L’Ente per i Parchi marini regionali della Calabria continua a dimostrare solidità amministrativa, capacità progettuale ed una gestione virtuosa delle risorse pubbliche. La Commissione Bilancio del Consiglio regionale, presieduta da Filippo Pietropaolo, ha approvato all’unanimità il bilancio previsionale dell’Epmr, riconoscendo il lavoro svolto, la qualità delle attività portate avanti negli ultimi anni e l’importanza dei progetti in cantiere.
Ad esprimere soddisfazione è il direttore generale, Raffaele Greco, intervenuto nella seduta in audizione davanti alla Seconda commissione permanente del Consiglio regionale della Calabria.

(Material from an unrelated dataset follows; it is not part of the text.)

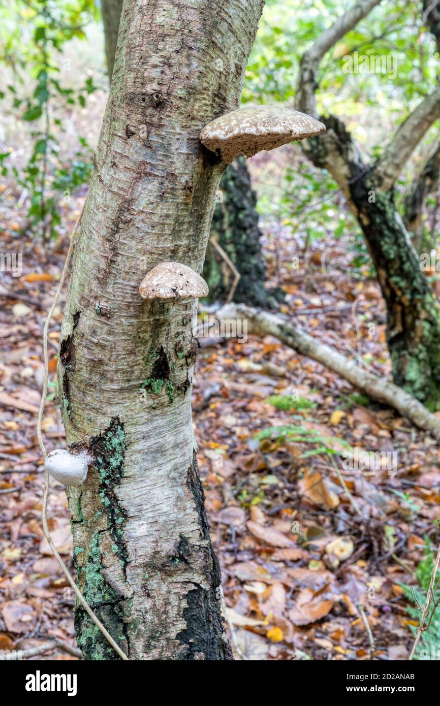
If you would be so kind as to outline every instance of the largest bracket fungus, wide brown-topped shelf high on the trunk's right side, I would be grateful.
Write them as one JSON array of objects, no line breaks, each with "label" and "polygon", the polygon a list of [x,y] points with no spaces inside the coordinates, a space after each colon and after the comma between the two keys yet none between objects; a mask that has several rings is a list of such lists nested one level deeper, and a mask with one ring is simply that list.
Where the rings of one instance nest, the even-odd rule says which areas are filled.
[{"label": "largest bracket fungus, wide brown-topped shelf high on the trunk's right side", "polygon": [[223,162],[274,150],[292,140],[321,135],[326,126],[305,113],[274,105],[250,105],[225,113],[200,133],[200,141]]}]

Greco ringrazia il presidente Filippo Pietropaolo e tutti i componenti dell’organismo assembleare per le parole di apprezzamento espresse e per il riconoscimento sia di quanto già realizzato ed avviato, attraverso la spinta data dal presidente della Regione Roberto Occhiuto in sinergia con gli assessori regionali all’Ambiente, Antonio Montuoro, e al Turismo, Giovanni Calabrese, sia di quanto programmato per i prossimi mesi ed anni.
Condivisione
Per Greco particolarmente significativo è stato il clima di condivisione registrato durante i lavori della Commissione. In particolare si ringrazia la consigliera di minoranza Filomena Greco, che inizialmente orientata all’astensione, dopo aver ascoltato la relazione, ha espresso voto favorevole, contribuendo all’approvazione unanime del documento di bilancio.
Dotazione economica
Nel corso dell’audizione, il dg dei dell’Ente Parchi marini regionali ha anche condiviso l’esigenza, emersa nel dibattito assembleare, di rafforzare la dotazione economica stabile dell’Ente, le cosiddette entrate correnti. Attualmente, infatti, la Legge regionale 5/2021 prevede che all’Epmr sia destinato il 30% dei proventi derivanti dalle concessioni relative alle aree di competenza dei parchi marini. Un meccanismo che, pur rappresentando una base importante, necessita – secondo quanto evidenziato durante i lavori – di un rafforzamento strutturale alla luce dell’intensa attività progettuale e operativa che l’Ente sta sviluppando.
Gestione virtuosa
Durante la seduta sottolineato come l’Ente stia dimostrando una gestione amministrativa e finanziaria virtuosa, anche grazie alla nuova governance avviata dal presidente Occhiuto che ha consentito, nel passaggio dalla gestione commissariale a quella ordinaria, di rafforzare il ruolo dell’Ente Parchi marini regionali, anzi tutto con la dotazione organica e, in definiva, sui territori come soggetto attivo nella tutela della biodiversità marina e nella valorizzazione sostenibile delle coste calabresi, puntando sempre di più ad una fruizione turistico-responsabile ed esperienziale del complessivo patrimonio delle aree protette regionali. Dal completamento della delimitazione dei parchi marini alla realizzazione di infrastrutture per la tutela degli habitat, fino ai progetti di monitoraggio scientifico ed alla revisione dell’attuale perimetrazione dei parchi, l’Ente ha avviato numerose iniziative strategiche per una gestione competitiva delle aree marine protette regionali.
Obiettivo
Guardando all’immediato futuro, Greco ha quindi ribadito che il principale obiettivo per il 2026 sarà l’avvio del Piano integrato dei Parchi marini, con le attività che si concentreranno sulla zonizzazione delle aree e sulla definizione dei regolamenti di gestione, passaggi fondamentali per consolidare definitivamente la gestione ordinaria e la fruizione ordinata delle arre protette. Il percorso partirà dal Parco marino della Costa degli Dei, destinato a diventare il primo laboratorio operativo di questa nuova pianificazione integrata e di nuova stagione per i parchi marini calabresi.